Trying to describe NO ZU to someone who’s never heard of them before is a similar feat to trying to convince someone that you’ve been probed by aliens. You’ll spout fantastical, sci-fi theories; tales of wicked, neon lights scorching your eyeballs; looming figures from otherworldly dimensions armed with technology and ideas far superior to our own. Your voice gets more frenzied as the account reaches its fevered pitch, roaring through descriptions that feel hyperbolic but are actually understatements. Your brain searches to find the sort of exotic depiction that will do justice to a beast of this nature, but your friends, co-workers – and, eventually, your therapist – laugh it off as hallucinatory delusions.

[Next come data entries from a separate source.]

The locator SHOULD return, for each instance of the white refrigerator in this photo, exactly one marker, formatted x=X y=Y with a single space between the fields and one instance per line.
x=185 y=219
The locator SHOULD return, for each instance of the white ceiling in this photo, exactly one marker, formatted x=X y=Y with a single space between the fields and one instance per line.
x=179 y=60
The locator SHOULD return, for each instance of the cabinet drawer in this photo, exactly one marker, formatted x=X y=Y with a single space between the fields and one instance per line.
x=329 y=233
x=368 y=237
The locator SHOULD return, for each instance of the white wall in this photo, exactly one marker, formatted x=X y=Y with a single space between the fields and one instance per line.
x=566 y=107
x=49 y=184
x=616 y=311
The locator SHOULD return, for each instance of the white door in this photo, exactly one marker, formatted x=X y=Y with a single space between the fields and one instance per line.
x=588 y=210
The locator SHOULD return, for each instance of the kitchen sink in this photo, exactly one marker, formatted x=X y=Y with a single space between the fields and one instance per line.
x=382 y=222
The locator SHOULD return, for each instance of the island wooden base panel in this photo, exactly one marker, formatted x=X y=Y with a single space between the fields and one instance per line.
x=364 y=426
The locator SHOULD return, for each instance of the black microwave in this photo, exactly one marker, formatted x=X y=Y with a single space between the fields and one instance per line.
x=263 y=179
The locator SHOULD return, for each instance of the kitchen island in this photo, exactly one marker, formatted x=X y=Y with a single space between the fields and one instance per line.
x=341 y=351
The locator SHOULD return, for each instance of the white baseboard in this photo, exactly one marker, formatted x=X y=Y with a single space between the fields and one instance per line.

And sure, there’s no definitive proof that Nicolaas Oogjes and his Heat Beat Leisure Wear compatriots aren’t from another planet. But whichever galaxy they do call home, they were kind enough to stop by Earth, and grace us with their second full-length, Afterlife, a delirious new peak of heart-pounding, nerve-frying, pupil-dilating music.

Melding disco, funk, new wave, electronica and more, NO ZU weave through their music with a flair and ease that seems unnatural for a group of mere mortals to conjure. There are many subtle touches apparent in Afterlife, from the shriek of a whistle, the smash of a bongo, the claw of a synth hooking its fingernails into your pleasure index – all these little flourishes combine to create a sound that’s huge and enormously gratifying. It all results in an album that not only demands repeat listening, but actually rewards it with newfound soundbites each and every time.

NO ZU are so weird, so strange and demented and twisted – but they’re contagious and infectious. It’s a terrifying prospect to attempt to pick a highlight to Afterlife – it’s easier to just admit that the whole thing is 45 minutes of warped bliss. Any attempt to refuse entry to the cult of the Heat Beat is to flirt with the impossible. Succumb to Afterlife, and NO ZU will reward with eternity.

Afterlife will be released this Friday 5 February on Chapter Music.